Le tribunal judiciaire de Paris, statuant le 10 mars 2026, a été saisi d’un litige relatif à la désignation d’un expert-comptable par un comité social et économique. L’employeur contestait le taux journalier et la durée prévisionnelle de la mission ainsi que l’étendue des documents sollicités. Le juge a rejeté l’ensemble des demandes de l’employeur et l’a condamné à payer une somme au titre des frais irrépétibles.
Le contrôle judiciaire des conditions financières de l’expertise
Le juge opère un contrôle de proportionnalité sur la rémunération de l’expert. Il valide un taux journalier de 1750 euros hors taxes en considération des tarifs habituels et de l’expérience du cabinet. « Compte tenu des tarifs habituellement pratiqués par les experts comptables et spécialement ceux habilités à assister les CSE, et de l’expérience de la société ALTER, le taux journalier de 1750 € HT n’apparaît pas excessif » (Motifs de la décision). Cette approche consacre une appréciation in concreto, distincte d’un plafonnement abstrait. La jurisprudence antérieure retenait un montant différent pour une petite entreprise. « Au regard des jurisprudences produites et de l’absence de technicité particulière de la mission, s’agissant d’une entreprise d’une taille relativement limitée, le taux journalier de 1 300 € hors taxes sera considéré comme la limite avant l’excès » (Tribunal judiciaire de Nantes, le 27 novembre 2025, n°25/00986).
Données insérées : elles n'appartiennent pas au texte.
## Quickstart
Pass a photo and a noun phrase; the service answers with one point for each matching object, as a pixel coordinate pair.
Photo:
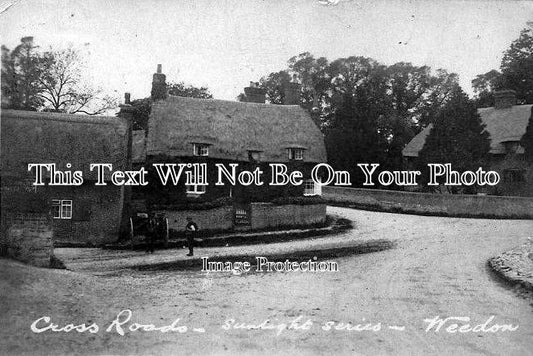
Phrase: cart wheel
(131, 233)
(165, 232)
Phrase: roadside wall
(28, 238)
(263, 215)
(209, 219)
(432, 204)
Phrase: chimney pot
(255, 94)
(159, 85)
(292, 94)
(504, 99)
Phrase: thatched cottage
(506, 123)
(251, 133)
(83, 214)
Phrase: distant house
(506, 123)
(250, 133)
(83, 214)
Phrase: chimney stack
(159, 85)
(504, 99)
(255, 94)
(292, 92)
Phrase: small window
(61, 209)
(200, 149)
(254, 156)
(195, 189)
(296, 154)
(514, 175)
(311, 188)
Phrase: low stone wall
(266, 215)
(210, 219)
(263, 216)
(28, 238)
(432, 204)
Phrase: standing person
(150, 234)
(191, 229)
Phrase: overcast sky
(225, 44)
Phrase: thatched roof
(232, 129)
(503, 125)
(42, 137)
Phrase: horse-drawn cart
(144, 224)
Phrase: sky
(225, 44)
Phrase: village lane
(438, 268)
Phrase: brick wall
(438, 204)
(28, 238)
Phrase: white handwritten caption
(122, 324)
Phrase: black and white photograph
(285, 177)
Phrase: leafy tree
(458, 136)
(484, 85)
(49, 81)
(517, 66)
(359, 100)
(275, 84)
(527, 140)
(63, 89)
(143, 107)
(516, 72)
(20, 76)
(186, 90)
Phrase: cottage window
(200, 149)
(61, 209)
(514, 175)
(296, 154)
(195, 189)
(311, 188)
(254, 156)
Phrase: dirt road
(437, 269)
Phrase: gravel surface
(438, 268)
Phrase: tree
(49, 81)
(20, 76)
(187, 90)
(458, 136)
(516, 72)
(484, 86)
(517, 66)
(527, 140)
(63, 89)
(143, 107)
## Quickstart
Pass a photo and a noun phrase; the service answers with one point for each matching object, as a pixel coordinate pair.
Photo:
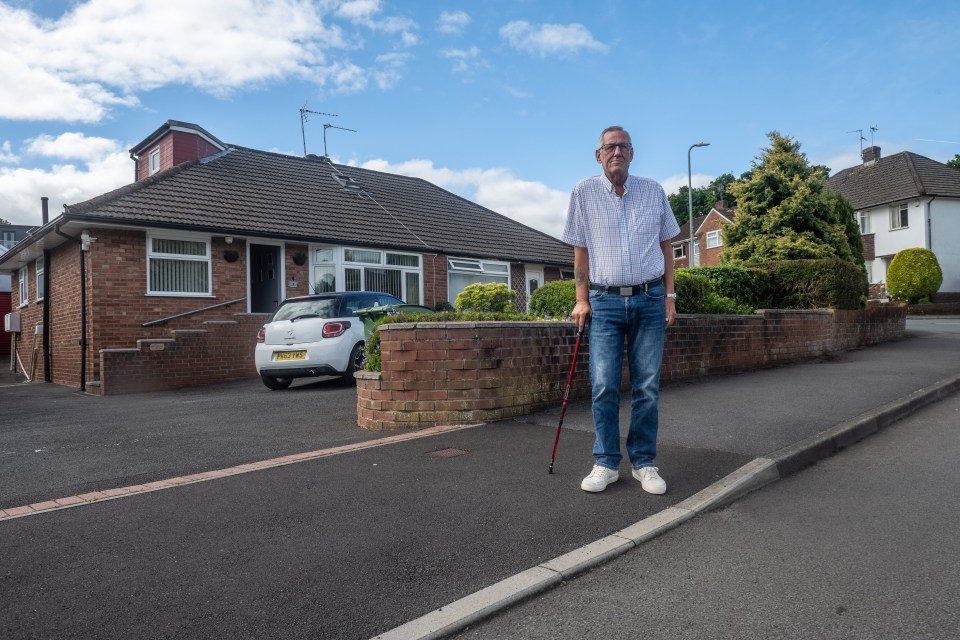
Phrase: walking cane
(566, 395)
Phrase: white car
(317, 335)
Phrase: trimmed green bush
(746, 285)
(555, 299)
(372, 345)
(695, 295)
(828, 283)
(486, 296)
(914, 274)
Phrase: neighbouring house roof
(727, 214)
(898, 177)
(247, 192)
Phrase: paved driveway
(57, 442)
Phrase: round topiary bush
(554, 299)
(914, 274)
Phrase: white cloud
(101, 53)
(6, 154)
(530, 203)
(390, 69)
(549, 39)
(452, 22)
(366, 13)
(103, 165)
(465, 60)
(73, 146)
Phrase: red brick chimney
(172, 144)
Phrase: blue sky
(500, 101)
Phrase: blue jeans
(641, 321)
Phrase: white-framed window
(898, 216)
(24, 286)
(178, 265)
(462, 272)
(41, 281)
(354, 269)
(155, 161)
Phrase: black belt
(629, 291)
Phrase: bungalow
(905, 201)
(10, 234)
(167, 280)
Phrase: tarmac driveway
(56, 442)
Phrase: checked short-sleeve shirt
(622, 235)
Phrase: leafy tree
(784, 212)
(703, 198)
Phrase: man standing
(620, 227)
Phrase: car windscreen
(323, 308)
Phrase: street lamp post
(690, 198)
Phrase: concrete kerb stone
(476, 606)
(755, 474)
(795, 457)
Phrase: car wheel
(275, 383)
(357, 361)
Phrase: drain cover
(447, 452)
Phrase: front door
(265, 278)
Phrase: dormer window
(155, 161)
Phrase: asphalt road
(356, 544)
(862, 545)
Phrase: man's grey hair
(608, 130)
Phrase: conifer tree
(784, 211)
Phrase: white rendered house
(905, 201)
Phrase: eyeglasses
(623, 146)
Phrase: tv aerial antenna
(304, 118)
(862, 139)
(327, 125)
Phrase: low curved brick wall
(443, 373)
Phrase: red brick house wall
(710, 257)
(175, 147)
(5, 308)
(434, 279)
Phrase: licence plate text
(290, 355)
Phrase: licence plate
(290, 355)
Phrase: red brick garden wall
(471, 372)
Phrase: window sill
(151, 294)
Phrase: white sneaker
(599, 478)
(650, 480)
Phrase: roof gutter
(84, 247)
(47, 298)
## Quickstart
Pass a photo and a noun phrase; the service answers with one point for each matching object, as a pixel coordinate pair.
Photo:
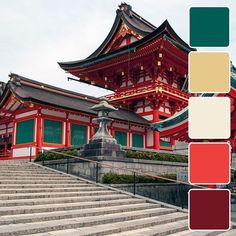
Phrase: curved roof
(126, 15)
(32, 91)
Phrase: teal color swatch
(209, 26)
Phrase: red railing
(156, 87)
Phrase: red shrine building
(145, 66)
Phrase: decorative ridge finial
(125, 7)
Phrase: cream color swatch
(209, 118)
(209, 72)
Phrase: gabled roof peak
(125, 7)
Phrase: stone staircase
(37, 201)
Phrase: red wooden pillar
(91, 129)
(211, 186)
(156, 135)
(39, 131)
(129, 137)
(67, 137)
(6, 141)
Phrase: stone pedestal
(102, 148)
(103, 144)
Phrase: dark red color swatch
(209, 209)
(209, 163)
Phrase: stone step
(64, 207)
(51, 190)
(110, 224)
(54, 195)
(164, 229)
(36, 178)
(196, 233)
(38, 185)
(39, 201)
(40, 171)
(145, 208)
(33, 175)
(22, 182)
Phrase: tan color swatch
(209, 118)
(209, 72)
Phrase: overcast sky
(36, 34)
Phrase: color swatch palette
(209, 26)
(213, 159)
(214, 76)
(214, 211)
(209, 119)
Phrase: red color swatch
(209, 209)
(209, 163)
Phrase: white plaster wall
(148, 117)
(119, 125)
(79, 118)
(137, 128)
(149, 137)
(29, 113)
(53, 113)
(21, 152)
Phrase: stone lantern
(103, 109)
(103, 145)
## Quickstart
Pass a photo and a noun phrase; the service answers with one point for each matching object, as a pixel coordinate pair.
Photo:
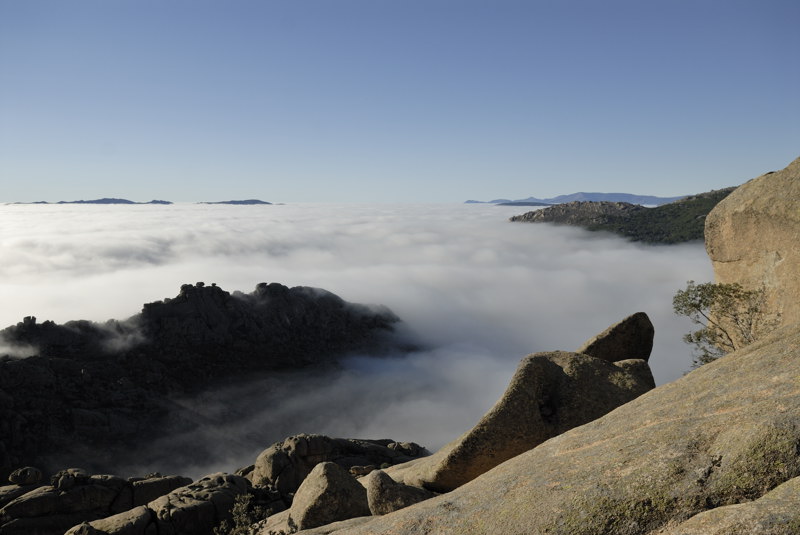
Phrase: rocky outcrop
(727, 433)
(194, 509)
(385, 495)
(284, 465)
(97, 389)
(631, 338)
(753, 238)
(549, 394)
(327, 495)
(775, 513)
(74, 496)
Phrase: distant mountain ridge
(104, 200)
(239, 203)
(679, 221)
(585, 196)
(113, 200)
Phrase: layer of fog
(480, 292)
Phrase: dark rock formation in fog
(93, 388)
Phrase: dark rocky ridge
(100, 387)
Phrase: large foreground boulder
(549, 394)
(631, 338)
(753, 238)
(95, 390)
(775, 513)
(727, 433)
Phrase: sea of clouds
(476, 291)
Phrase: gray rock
(549, 394)
(95, 391)
(329, 494)
(193, 509)
(385, 495)
(752, 239)
(27, 475)
(285, 464)
(775, 513)
(196, 508)
(11, 492)
(147, 490)
(137, 521)
(77, 498)
(631, 338)
(725, 434)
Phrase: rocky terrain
(674, 222)
(580, 443)
(94, 390)
(753, 237)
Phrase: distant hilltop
(247, 201)
(675, 222)
(584, 196)
(104, 200)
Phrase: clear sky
(403, 100)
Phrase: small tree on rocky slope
(731, 318)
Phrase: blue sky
(380, 101)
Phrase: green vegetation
(731, 318)
(676, 222)
(244, 516)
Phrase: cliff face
(753, 238)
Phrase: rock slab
(549, 394)
(753, 238)
(725, 434)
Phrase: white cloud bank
(480, 291)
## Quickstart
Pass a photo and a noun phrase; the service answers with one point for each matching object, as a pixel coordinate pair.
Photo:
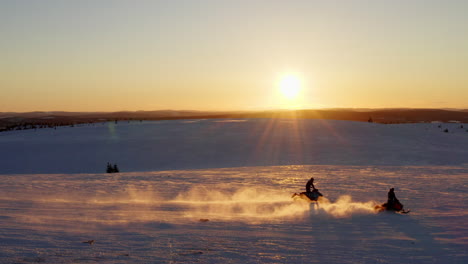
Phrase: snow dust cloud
(258, 205)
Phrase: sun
(290, 86)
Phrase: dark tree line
(112, 168)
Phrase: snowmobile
(310, 197)
(395, 207)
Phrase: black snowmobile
(312, 196)
(392, 204)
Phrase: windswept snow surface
(201, 211)
(199, 144)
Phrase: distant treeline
(35, 120)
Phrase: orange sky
(232, 55)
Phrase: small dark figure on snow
(392, 204)
(310, 183)
(312, 195)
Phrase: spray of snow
(257, 205)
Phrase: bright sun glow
(290, 86)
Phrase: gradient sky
(230, 55)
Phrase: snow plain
(219, 191)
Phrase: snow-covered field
(219, 191)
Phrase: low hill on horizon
(13, 121)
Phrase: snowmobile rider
(310, 183)
(392, 202)
(314, 194)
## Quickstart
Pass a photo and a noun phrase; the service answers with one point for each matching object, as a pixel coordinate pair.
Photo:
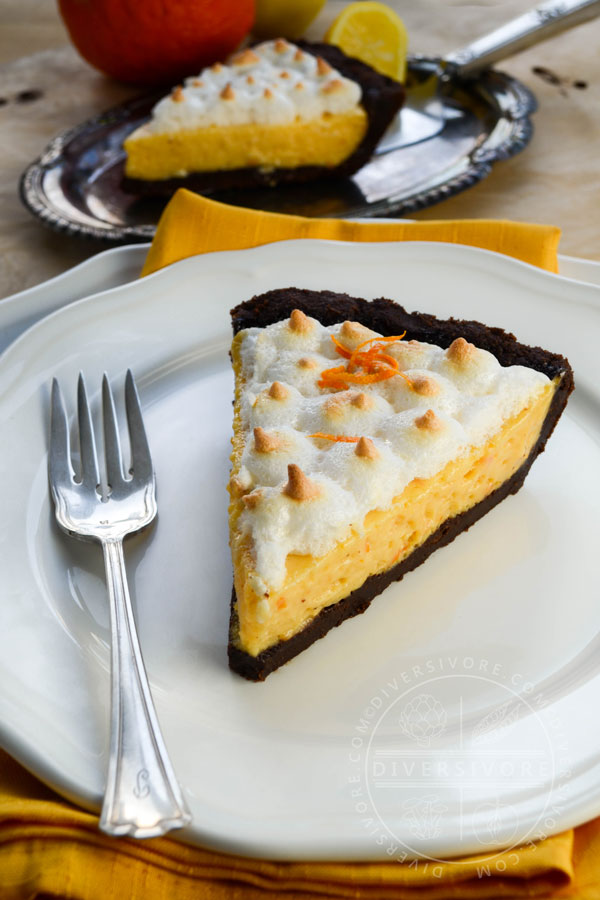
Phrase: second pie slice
(365, 437)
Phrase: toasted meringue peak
(323, 68)
(362, 401)
(428, 422)
(366, 449)
(252, 500)
(332, 86)
(299, 322)
(354, 331)
(334, 406)
(426, 387)
(460, 351)
(278, 391)
(245, 57)
(299, 486)
(265, 442)
(305, 362)
(238, 486)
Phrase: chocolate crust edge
(385, 316)
(382, 98)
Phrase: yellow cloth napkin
(50, 848)
(192, 224)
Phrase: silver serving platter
(446, 139)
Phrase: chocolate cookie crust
(387, 317)
(381, 99)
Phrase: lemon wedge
(373, 33)
(284, 18)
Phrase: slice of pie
(274, 112)
(365, 437)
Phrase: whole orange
(155, 41)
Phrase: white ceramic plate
(483, 659)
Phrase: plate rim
(513, 100)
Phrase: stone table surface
(45, 87)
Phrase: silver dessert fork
(142, 797)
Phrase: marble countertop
(45, 87)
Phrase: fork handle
(142, 797)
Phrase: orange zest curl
(344, 438)
(363, 366)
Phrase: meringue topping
(265, 442)
(380, 436)
(298, 486)
(366, 449)
(428, 422)
(299, 322)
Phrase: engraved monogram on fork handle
(142, 797)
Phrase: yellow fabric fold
(49, 847)
(192, 224)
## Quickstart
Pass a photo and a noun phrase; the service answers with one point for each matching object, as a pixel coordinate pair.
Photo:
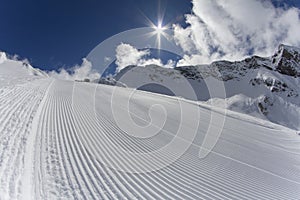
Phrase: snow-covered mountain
(264, 87)
(22, 71)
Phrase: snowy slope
(17, 72)
(263, 87)
(59, 137)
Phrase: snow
(242, 85)
(62, 139)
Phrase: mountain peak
(287, 60)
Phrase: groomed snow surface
(52, 146)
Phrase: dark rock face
(287, 61)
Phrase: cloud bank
(128, 55)
(234, 29)
(78, 72)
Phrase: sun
(159, 29)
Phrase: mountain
(264, 87)
(22, 71)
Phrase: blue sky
(59, 33)
(56, 33)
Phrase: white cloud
(78, 72)
(128, 55)
(233, 29)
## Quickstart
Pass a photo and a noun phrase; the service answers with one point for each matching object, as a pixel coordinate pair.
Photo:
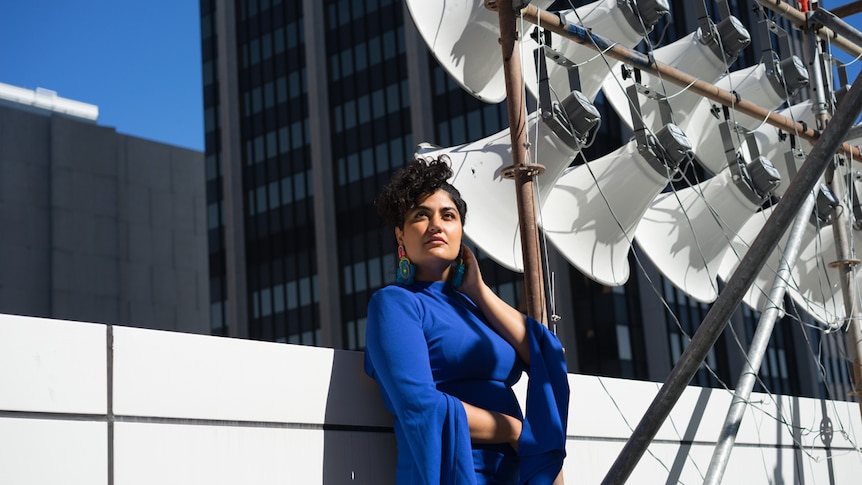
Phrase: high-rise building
(310, 106)
(97, 226)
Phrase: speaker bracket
(530, 170)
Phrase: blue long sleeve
(542, 445)
(431, 425)
(429, 348)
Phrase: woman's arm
(507, 321)
(491, 427)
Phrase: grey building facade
(99, 226)
(311, 105)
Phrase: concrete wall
(93, 404)
(99, 226)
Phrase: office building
(310, 106)
(97, 226)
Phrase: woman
(445, 359)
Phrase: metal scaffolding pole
(716, 319)
(800, 20)
(759, 342)
(522, 170)
(587, 38)
(847, 263)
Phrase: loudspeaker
(686, 233)
(592, 212)
(492, 222)
(624, 22)
(760, 84)
(463, 36)
(697, 54)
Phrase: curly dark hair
(409, 184)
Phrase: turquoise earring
(406, 270)
(458, 277)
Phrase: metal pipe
(759, 343)
(840, 27)
(846, 266)
(587, 38)
(716, 319)
(800, 20)
(847, 9)
(522, 169)
(855, 132)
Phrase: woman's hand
(492, 427)
(507, 321)
(472, 283)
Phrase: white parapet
(92, 404)
(49, 100)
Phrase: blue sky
(139, 61)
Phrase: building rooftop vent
(48, 100)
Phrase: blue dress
(429, 348)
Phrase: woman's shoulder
(392, 291)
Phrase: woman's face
(432, 236)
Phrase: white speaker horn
(686, 233)
(464, 36)
(818, 290)
(623, 22)
(592, 212)
(757, 84)
(776, 145)
(692, 54)
(492, 222)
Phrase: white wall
(92, 404)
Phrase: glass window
(346, 63)
(254, 51)
(256, 100)
(392, 98)
(352, 168)
(269, 95)
(378, 103)
(266, 44)
(271, 145)
(361, 57)
(261, 199)
(212, 216)
(367, 163)
(258, 149)
(335, 67)
(292, 296)
(389, 47)
(364, 108)
(349, 115)
(279, 40)
(283, 140)
(274, 197)
(348, 279)
(380, 158)
(360, 278)
(299, 185)
(296, 134)
(374, 51)
(265, 302)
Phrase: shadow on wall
(358, 439)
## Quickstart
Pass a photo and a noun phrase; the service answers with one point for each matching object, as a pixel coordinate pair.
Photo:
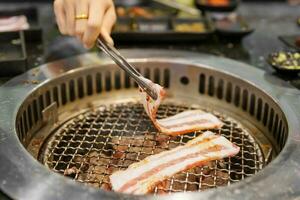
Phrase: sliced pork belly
(185, 122)
(143, 176)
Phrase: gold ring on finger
(82, 16)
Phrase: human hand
(85, 19)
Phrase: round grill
(94, 144)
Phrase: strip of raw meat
(185, 122)
(142, 177)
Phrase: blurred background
(248, 31)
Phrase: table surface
(270, 20)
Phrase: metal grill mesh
(93, 145)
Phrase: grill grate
(93, 145)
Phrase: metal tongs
(128, 68)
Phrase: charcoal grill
(68, 125)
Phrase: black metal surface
(162, 30)
(13, 56)
(269, 19)
(204, 6)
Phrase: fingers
(101, 18)
(82, 7)
(109, 20)
(96, 13)
(70, 16)
(60, 15)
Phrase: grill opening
(89, 123)
(93, 145)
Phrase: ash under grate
(93, 145)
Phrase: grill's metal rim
(20, 173)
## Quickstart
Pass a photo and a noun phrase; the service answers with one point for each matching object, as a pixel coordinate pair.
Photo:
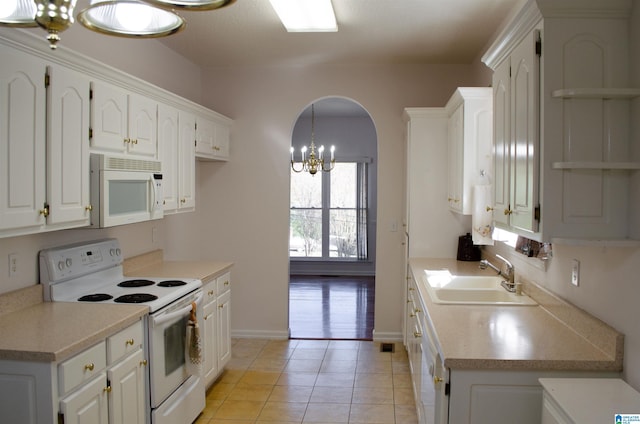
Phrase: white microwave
(125, 190)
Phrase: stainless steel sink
(445, 288)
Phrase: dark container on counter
(467, 251)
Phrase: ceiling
(248, 33)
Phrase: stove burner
(135, 283)
(135, 298)
(171, 283)
(98, 297)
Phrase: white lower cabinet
(104, 384)
(473, 396)
(216, 327)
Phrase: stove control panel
(76, 260)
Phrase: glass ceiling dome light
(191, 4)
(130, 18)
(18, 13)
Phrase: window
(328, 215)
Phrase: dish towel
(481, 218)
(194, 345)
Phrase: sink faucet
(509, 284)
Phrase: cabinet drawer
(210, 291)
(82, 367)
(224, 283)
(126, 341)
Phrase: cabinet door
(87, 405)
(221, 142)
(455, 151)
(168, 151)
(142, 125)
(210, 350)
(127, 396)
(525, 94)
(68, 150)
(22, 140)
(224, 329)
(501, 142)
(206, 133)
(109, 118)
(187, 161)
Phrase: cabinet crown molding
(530, 15)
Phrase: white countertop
(515, 337)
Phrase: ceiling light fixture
(306, 15)
(129, 18)
(124, 18)
(315, 162)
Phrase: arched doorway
(332, 225)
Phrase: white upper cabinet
(176, 144)
(122, 122)
(515, 85)
(44, 116)
(168, 154)
(68, 148)
(469, 144)
(561, 110)
(22, 140)
(186, 162)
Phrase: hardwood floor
(336, 308)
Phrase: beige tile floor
(312, 381)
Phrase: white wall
(243, 205)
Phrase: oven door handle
(163, 318)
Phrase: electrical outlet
(575, 272)
(13, 264)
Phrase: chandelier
(315, 162)
(124, 18)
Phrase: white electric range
(93, 272)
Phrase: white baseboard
(379, 336)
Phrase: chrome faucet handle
(510, 269)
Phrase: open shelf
(596, 165)
(596, 93)
(595, 242)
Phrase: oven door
(169, 366)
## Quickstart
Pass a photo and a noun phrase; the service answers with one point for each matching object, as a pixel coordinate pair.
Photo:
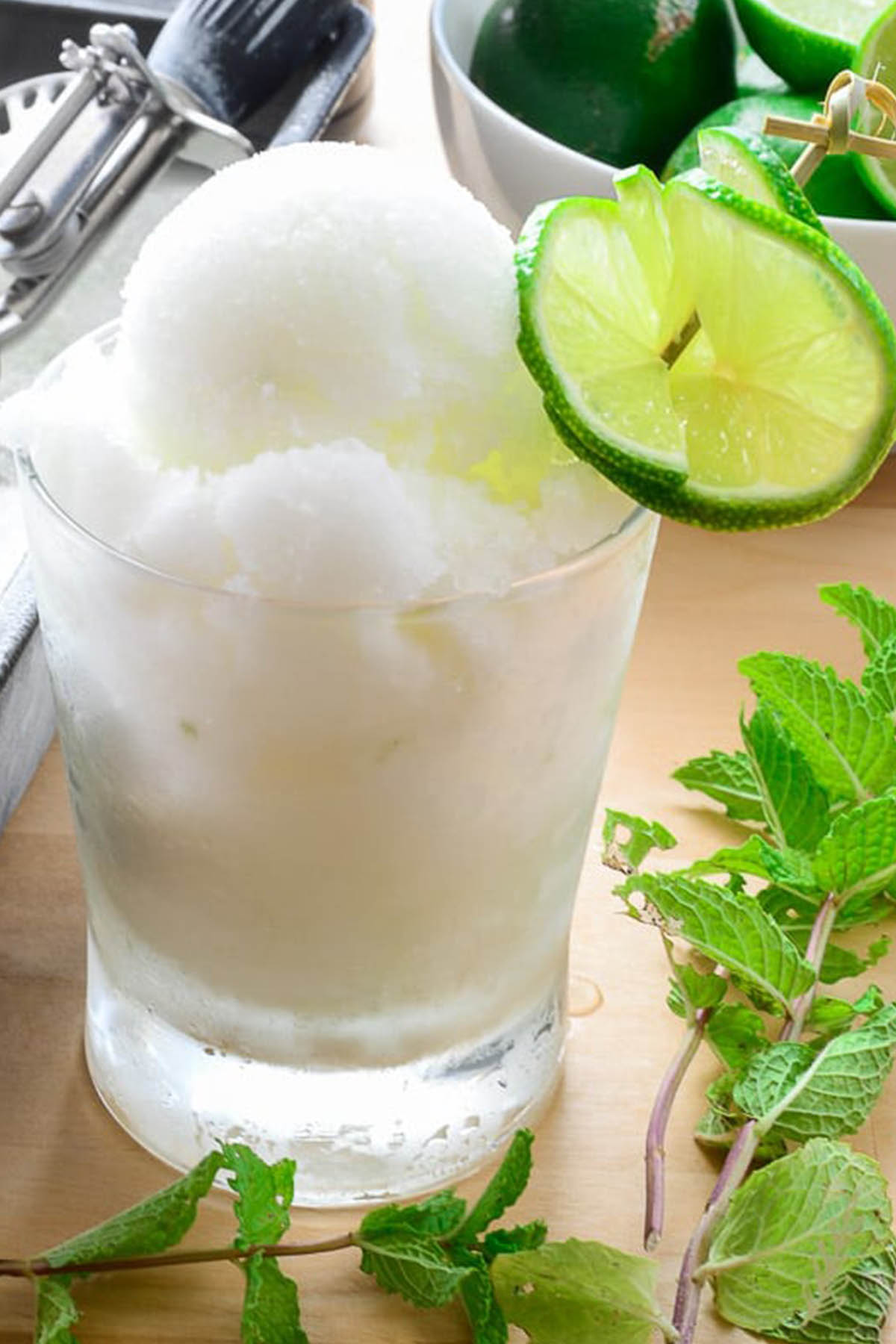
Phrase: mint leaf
(579, 1293)
(503, 1189)
(481, 1305)
(264, 1195)
(146, 1229)
(805, 1093)
(872, 1001)
(874, 617)
(700, 989)
(793, 1230)
(857, 858)
(410, 1263)
(55, 1312)
(270, 1305)
(849, 746)
(736, 1034)
(829, 1016)
(879, 678)
(748, 858)
(642, 836)
(797, 910)
(731, 929)
(435, 1216)
(788, 868)
(726, 779)
(853, 1312)
(794, 803)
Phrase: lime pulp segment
(775, 411)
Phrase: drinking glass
(329, 853)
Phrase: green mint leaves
(797, 1236)
(581, 1293)
(729, 927)
(800, 1250)
(726, 779)
(264, 1195)
(793, 1233)
(808, 1095)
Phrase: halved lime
(835, 188)
(806, 42)
(750, 166)
(781, 406)
(876, 60)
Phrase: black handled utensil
(119, 119)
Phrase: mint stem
(821, 932)
(655, 1145)
(42, 1268)
(743, 1149)
(736, 1166)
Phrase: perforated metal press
(82, 144)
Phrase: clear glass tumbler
(329, 855)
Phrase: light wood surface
(65, 1164)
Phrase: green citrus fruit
(806, 42)
(876, 60)
(750, 166)
(618, 80)
(835, 188)
(775, 406)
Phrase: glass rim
(609, 544)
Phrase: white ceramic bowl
(511, 167)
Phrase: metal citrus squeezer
(87, 141)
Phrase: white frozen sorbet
(316, 394)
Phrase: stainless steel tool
(82, 146)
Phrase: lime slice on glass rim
(748, 164)
(774, 406)
(806, 42)
(876, 60)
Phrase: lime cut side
(750, 166)
(806, 42)
(777, 411)
(876, 60)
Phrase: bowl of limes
(547, 99)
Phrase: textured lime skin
(803, 58)
(668, 490)
(770, 171)
(876, 60)
(835, 188)
(617, 80)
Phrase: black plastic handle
(233, 55)
(324, 92)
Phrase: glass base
(358, 1135)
La présente décision affine le contrôle en intégrant la notoriété du cabinet et le contexte spécifique de l’alerte économique.
La durée prévisionnelle de la mission fait l’objet d’un contrôle a posteriori. Le juge estime qu’une durée de vingt jours n’est pas déraisonnable pour une alerte économique sérieuse. « Si le détail des opérations envisagées par l’expert pour réaliser sa mission n’est pas détaillé dans sa lettre de mission, une durée prévisionnelle de 20 jours n’apparaît pas extravagante, s’agissant d’un droit d’alerte économique dont le bien-fondé n’a pas été contesté, sauf à en justifier lors de la facturation définitive et de sa contestation éventuelle par l’employeur » (Motifs de la décision). Cette solution reporte le débat sur l’exécution effective de la mission. Elle évite un blocage procédural tout en préservant les droits de l’employeur à contester la facture finale. Cette souplesse pragmatique favorise la célérité de l’expertise, impérative en matière d’alerte économique.
La reconnaissance de l’autonomie probatoire de l’expert
Le juge refuse de contrôler l’opportunité des demandes de documents de l’expert. Dès lors que le principe de l’expertise n’est pas contesté, l’appréciation de l’utilité des pièces relève de la mission. « Le principe de l’expertise n’ayant pas été contesté, les considérations relatives à la nature des documents sollicités par l’expert sont sans pertinence, celui-ci évaluant lui-même l’utilité des documents » (Motifs de la décision). Cette position consacre une large autonomie de l’expert dans la conduite de ses investigations. Elle s’inscrit en retrait par rapport à une jurisprudence exigeant un contrôle du juge sur la nécessité des documents. « Il est constant que l’expert peut solliciter la communication d’informations dépassant celles listées dans la base de données sociale et économique […] mais que le juge doit vérifier le caractère nécessaire des documents réclamés au regard de sa mission » (Tribunal judiciaire de Paris, le 10 mars 2026, n°25/56470). Le présent arrêt semble ainsi opérer une distinction selon que l’expertise elle-même est contestée ou non.
La décision comporte une sanction procédurale à l’encontre de l’employeur. Le juge alloue des frais irrépétibles au comité social et économique tout en laissant les siens à sa charge. « Il est équitable d’allouer à la société ALTER la somme de 1500 € au titre des frais irrépétibles et de laisser à la charge du CSE ceux qu’il a exposés, son intervention n’apparaissant pas indispensable à la solution du litige » (Motifs de la décision). Cette condamnation symbolique renforce l’effectivité du droit d’alerte. Elle dissuade les contestations dilatoires de l’employeur visant à entraver le processus d’expertise. L’équilibre trouvé préserve l’accès à l’expertise tout en évitant d’encourager des interventions inutiles en justice.